CAIDA's AS relationship
Import CAIDA AS relationship data, it should be very similar to bgpkit as2rel crawler.
The data is available here: ~~https://publicdata.caida.org/datasets/as-relationships/serial-2/~~ https://publicdata.caida.org/datasets/as-relationships/serial-1/
According to the link you've provided it states that,
"The as-rel files contain p2p and p2c relationships.
The format is:
<provider-as>|<customer-as>|-1
<peer-as>|<peer-as>|0|<source>"
But I was able to see only the data in the latter format (p2c) in the latest .txt file (20230801.as-rel2.txt.bz2),
1|5467|0|bgp
It'll be better if you clarify it @romain-fontugne.
Thanks @roopeshsn for looking at that. I just checked the latest file (20230801.as-rel2.txt.bz2) and the first few lines (after the long comments) seems OK to me:
1|5467|0|bgp
1|8641|0|bgp
1|50377|-1|bgp
1|51705|0|bgp
1|51728|0|bgp
1|59572|0|bgp
2|3999|-1|bgp
I think the README is wrong the format is
<provider-as>|<customer-as>|-1|<source>
<peer-as>|<peer-as>|0|<source>
I will report that to CAIDA, thanks!
I got back from CAIDA, we should use data in https://publicdata.caida.org/datasets/as-relationships/serial-1/ (not serial-2)
These are the blockages right now,
- I need to process only the file named 20230801.as-rel.txt.bz2 right?
- In README it is mentioned that the relationship will be of two types,
<provider-as>|<customer-as>|-1and<peer-as>|<peer-as>|0. So the relationship will look like(:AS {asn: xxxx})-[:PEERS_WITH {rel: -1}]-(:AS {asn: xxxx})and(:AS {asn: xxxx})-[:PEERS_WITH {rel: 0}]-(:AS {asn: xxxx})right?

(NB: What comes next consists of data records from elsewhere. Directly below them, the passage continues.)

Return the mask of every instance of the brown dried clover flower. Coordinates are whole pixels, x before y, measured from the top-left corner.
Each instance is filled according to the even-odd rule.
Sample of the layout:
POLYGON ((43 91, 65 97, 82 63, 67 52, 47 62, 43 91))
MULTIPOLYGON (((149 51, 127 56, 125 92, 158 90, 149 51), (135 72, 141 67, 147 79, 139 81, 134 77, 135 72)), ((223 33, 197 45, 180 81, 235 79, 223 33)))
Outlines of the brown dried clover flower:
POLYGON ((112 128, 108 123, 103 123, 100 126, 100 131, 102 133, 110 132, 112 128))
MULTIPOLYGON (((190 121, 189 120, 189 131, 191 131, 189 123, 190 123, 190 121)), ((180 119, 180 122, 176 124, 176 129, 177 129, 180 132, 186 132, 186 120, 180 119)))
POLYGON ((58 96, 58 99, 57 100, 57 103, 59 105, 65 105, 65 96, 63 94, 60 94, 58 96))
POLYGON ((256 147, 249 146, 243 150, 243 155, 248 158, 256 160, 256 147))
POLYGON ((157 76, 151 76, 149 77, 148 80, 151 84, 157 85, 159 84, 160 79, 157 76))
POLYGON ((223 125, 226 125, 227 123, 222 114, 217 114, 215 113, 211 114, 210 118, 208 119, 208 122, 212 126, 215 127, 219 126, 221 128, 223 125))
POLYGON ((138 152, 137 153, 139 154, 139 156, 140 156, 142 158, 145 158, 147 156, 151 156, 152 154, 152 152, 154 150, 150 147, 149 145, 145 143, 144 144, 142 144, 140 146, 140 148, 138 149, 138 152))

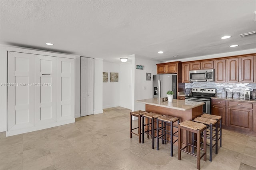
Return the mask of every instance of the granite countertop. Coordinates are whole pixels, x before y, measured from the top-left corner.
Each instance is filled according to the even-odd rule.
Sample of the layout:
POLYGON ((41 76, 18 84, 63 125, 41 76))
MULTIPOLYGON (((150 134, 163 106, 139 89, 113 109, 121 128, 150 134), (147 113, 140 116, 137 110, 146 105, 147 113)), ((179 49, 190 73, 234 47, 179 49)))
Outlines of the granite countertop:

Ideally the crawler should fetch the latest version of the *.as-rel.txt.bz2 file, yes.
Your relationships are correct, although you will have to assign a direction when creating them, but this can be arbitrary as we always fetch them without direction.
I wonder if we should normalize the rel format with BGPKIT, since they use rel: 1 for customer-provider relationships instead of rel: -1. Any thoughts @romain-fontugne?
Actually, now I think we should not change the source data, because if you then compare with the corresponding README, it gets confusing. I propose leaving the rel property as-is for now and maybe create a new "parallel", but directed, relationship for the customer-provider case at some point (not now).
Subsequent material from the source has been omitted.